Posted 15 May 2012 - 06:42 AM

Should operator overloading be a 'standard feature' in languages today?

This depends on the language. The question doesn't really make sense for assembly, far less for regex!

Operator overloading was deliberately omitted in Java to remove a common source of confusion and bugs. It's the same reason it doesn't have pointers or multiple inheritance. It might be a bit dull and the workarounds are often a bit verbose but at least you are encouraged to structure what you can write nicely.

Operator overloading is entirely appropriate in languages like c++ and Ruby. They are designed to give the programmer a lot of flexibility. There is freedom to write some really great code but also freedom to hang yourself.
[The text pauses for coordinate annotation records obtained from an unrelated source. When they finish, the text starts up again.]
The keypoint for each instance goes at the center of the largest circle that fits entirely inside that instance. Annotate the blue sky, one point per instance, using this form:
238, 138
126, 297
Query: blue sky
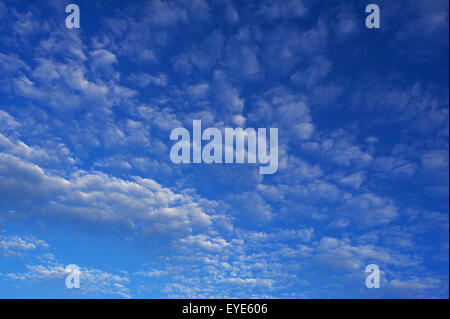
86, 177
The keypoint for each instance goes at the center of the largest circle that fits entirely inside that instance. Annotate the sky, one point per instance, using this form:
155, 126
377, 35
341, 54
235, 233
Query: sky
363, 134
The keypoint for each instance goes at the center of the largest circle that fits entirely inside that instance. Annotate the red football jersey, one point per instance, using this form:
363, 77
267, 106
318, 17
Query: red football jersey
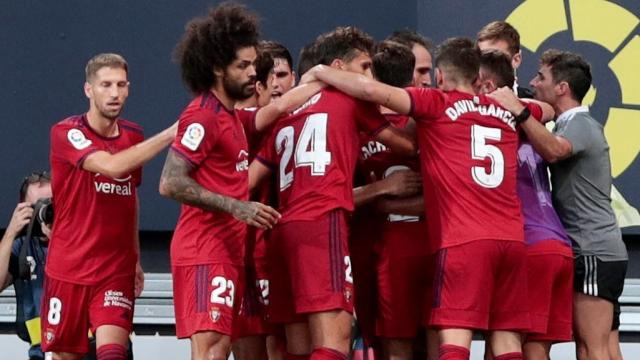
376, 158
315, 150
95, 216
468, 148
212, 139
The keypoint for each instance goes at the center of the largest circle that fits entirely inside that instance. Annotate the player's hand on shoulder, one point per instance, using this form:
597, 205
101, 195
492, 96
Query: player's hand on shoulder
310, 75
256, 214
139, 280
21, 217
507, 99
403, 183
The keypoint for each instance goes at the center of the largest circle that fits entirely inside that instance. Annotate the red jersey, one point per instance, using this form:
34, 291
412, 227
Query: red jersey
95, 216
315, 150
378, 159
468, 148
212, 139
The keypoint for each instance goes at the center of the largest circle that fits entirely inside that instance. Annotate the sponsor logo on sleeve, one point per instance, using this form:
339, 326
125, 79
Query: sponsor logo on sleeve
77, 139
193, 136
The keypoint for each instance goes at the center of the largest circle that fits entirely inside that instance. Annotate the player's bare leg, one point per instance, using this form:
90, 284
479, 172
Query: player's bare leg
298, 339
250, 348
274, 352
432, 344
454, 343
504, 342
67, 356
331, 329
210, 345
113, 341
536, 350
614, 345
396, 349
592, 318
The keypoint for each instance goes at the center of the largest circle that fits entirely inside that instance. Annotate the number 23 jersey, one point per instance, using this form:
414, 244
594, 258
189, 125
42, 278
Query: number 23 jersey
468, 147
314, 151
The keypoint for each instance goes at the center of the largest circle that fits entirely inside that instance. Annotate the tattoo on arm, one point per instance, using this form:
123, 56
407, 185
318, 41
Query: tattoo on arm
176, 183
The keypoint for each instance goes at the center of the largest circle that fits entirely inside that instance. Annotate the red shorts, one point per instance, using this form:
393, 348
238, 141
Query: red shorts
550, 294
205, 297
69, 311
310, 268
252, 317
365, 228
481, 285
403, 263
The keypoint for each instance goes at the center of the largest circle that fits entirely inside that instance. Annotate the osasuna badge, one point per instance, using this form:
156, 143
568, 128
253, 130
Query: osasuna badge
77, 139
215, 315
193, 136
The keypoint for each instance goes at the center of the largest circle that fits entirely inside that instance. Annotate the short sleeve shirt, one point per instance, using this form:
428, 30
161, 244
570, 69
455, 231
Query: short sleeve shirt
315, 150
468, 150
95, 216
213, 140
581, 188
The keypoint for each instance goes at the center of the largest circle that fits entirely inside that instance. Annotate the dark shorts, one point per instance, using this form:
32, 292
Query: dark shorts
603, 279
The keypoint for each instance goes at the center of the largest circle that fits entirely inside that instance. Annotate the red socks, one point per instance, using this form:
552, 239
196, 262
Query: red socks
510, 356
323, 353
111, 352
287, 356
454, 352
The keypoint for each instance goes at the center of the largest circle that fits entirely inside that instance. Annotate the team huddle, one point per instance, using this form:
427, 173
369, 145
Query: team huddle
366, 193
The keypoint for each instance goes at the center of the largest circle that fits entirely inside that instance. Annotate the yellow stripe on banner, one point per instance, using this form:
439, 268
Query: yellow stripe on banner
538, 20
33, 327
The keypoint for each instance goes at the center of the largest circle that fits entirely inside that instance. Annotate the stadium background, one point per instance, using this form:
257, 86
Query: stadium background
44, 47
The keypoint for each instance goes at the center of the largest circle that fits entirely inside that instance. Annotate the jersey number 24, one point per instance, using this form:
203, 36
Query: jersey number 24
310, 149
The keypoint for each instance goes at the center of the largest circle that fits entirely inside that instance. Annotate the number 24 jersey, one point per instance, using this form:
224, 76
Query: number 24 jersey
314, 151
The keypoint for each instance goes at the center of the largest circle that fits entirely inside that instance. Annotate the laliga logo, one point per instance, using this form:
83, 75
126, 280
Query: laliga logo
612, 27
243, 162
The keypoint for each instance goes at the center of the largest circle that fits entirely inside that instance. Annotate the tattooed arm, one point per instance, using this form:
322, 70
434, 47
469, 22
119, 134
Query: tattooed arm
175, 183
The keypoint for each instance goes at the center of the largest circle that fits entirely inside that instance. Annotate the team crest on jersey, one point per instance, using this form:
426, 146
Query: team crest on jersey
215, 315
347, 295
193, 136
49, 335
243, 162
77, 139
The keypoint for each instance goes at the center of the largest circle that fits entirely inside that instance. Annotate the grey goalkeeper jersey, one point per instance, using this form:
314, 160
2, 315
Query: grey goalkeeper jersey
581, 188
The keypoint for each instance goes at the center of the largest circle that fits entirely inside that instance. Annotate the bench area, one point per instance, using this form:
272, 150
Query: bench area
154, 308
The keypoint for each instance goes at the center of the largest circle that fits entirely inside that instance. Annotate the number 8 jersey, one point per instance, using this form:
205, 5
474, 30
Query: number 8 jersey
468, 149
314, 152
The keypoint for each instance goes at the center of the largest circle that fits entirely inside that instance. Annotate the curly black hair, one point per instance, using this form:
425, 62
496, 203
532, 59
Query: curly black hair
211, 41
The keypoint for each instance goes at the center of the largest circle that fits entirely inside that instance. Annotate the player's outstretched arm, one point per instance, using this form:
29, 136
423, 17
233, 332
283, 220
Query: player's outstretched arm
175, 183
548, 113
412, 206
288, 102
257, 173
399, 141
122, 163
362, 87
401, 183
552, 148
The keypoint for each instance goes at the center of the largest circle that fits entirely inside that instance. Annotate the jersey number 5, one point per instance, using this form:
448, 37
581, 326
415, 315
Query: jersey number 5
311, 149
480, 150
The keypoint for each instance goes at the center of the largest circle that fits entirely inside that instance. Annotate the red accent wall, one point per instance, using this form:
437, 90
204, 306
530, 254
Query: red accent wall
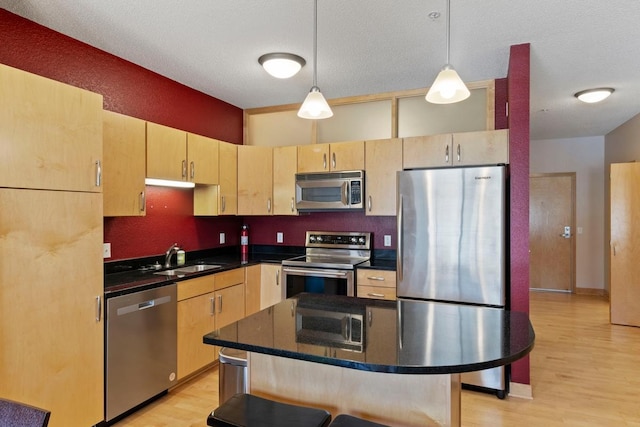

If I were designing a language today, I would have to look very carefully at why I was writing the language in the first place. I would have to consider where I want my language to sit on the flexibility/safety spectrum. But I'd also need to take into account what typical applications the language would have. If I was designing something for use in maths or science, I might find the expressiveness of operator overloading attractive. For business solutions, maybe not so much.

Do you implement operator overloading in the languages that support it?

Not really. Most of my programming in the last 10 years has been in Java which does not support operator overloading. When I do program in something else, I usually write a method before I even think of overloading an operator. I am trying to branch out though so this will hopefully change in the near future.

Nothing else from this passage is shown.